Cleaning Up After the Storm
Bev Vines-Haines
He was a Kirby vacuum cleaner salesman.  Tootie hated door to door salespeople, garbage men, french fry purveyors and every other worker with a dead end job that assured a life of poverty.  She’d experience all the hard scrapple hunger she needed as a child.

In the middle of her Master’s Thesis, she groaned when he knocked on her front door.  Utter boredom and a pinch of compassion compelled her to let him in.  Or maybe it was his eyes.  Piercing blue and full of imminent laughter, the kind she always suspected lacked drive and purpose.

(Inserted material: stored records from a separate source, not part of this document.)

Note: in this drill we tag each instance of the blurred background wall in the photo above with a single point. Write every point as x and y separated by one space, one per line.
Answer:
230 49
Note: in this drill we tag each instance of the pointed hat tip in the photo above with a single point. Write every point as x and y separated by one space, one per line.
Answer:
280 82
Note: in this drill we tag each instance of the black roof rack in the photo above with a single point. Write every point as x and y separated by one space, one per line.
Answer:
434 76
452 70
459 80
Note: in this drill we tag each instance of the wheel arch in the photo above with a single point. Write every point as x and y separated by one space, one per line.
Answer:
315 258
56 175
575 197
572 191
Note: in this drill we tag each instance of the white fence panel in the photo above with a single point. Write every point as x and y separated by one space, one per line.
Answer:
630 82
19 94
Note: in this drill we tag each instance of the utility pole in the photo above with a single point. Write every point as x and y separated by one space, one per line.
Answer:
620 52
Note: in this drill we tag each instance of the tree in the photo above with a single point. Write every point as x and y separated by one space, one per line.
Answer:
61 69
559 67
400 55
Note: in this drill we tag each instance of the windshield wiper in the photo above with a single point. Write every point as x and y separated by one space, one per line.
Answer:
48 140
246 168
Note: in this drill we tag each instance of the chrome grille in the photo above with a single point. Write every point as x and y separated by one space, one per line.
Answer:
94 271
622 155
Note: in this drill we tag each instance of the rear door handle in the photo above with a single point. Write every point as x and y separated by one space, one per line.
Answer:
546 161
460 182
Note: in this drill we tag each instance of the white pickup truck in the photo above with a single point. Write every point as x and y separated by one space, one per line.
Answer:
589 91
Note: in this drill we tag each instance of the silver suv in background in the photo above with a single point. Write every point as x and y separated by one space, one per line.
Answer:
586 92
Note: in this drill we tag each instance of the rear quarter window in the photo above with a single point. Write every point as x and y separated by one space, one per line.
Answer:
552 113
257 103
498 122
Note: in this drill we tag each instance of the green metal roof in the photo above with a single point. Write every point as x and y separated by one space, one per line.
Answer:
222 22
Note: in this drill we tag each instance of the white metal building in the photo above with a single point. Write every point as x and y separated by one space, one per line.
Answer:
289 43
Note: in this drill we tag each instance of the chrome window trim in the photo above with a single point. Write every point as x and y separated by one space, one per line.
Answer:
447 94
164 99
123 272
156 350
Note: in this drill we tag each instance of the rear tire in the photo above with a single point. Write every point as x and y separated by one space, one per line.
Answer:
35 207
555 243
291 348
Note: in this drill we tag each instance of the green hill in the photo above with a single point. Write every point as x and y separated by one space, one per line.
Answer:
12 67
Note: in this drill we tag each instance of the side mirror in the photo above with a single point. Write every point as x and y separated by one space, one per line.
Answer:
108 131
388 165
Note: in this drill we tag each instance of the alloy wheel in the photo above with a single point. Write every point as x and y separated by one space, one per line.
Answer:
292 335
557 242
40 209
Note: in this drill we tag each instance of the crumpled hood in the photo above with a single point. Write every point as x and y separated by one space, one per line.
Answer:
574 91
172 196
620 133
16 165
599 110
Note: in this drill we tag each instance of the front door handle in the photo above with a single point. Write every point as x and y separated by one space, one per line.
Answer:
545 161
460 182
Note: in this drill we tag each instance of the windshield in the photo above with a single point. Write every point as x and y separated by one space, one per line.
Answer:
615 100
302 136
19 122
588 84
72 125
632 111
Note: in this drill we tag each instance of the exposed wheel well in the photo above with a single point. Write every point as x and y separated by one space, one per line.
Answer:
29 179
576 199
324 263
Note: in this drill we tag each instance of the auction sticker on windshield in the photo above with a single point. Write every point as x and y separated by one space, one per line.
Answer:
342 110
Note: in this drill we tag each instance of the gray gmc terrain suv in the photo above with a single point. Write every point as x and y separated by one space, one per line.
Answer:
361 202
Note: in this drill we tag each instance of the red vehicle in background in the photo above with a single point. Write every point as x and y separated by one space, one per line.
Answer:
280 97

She sat in an overstuffed armchair and watched as he pushed and pulled his machine around her threadbare carpet.  He looked closer, noting the rug was oddly devoid of dust, crumbs and debris.  It was, of course.  While others built lives and partied, she studied and cleaned, enjoying the torment of preparation, imagining the life rewards at the end of her trials. 

“Hope your life isn’t as sterile as this floor,” he said, a smile softening the words.  She gazed at him, the closest thing to a party she had ever entertained.  “Could be.  But watch this.”  She picked up a potted fern and dumped it all over the floor. 

His machine plowed into the dirt and sucked the delicate fronds deep inside, consuming pearled edges and setting them joyfully free.

His laughter erupted.  He reached for her and loosed her from her bonds.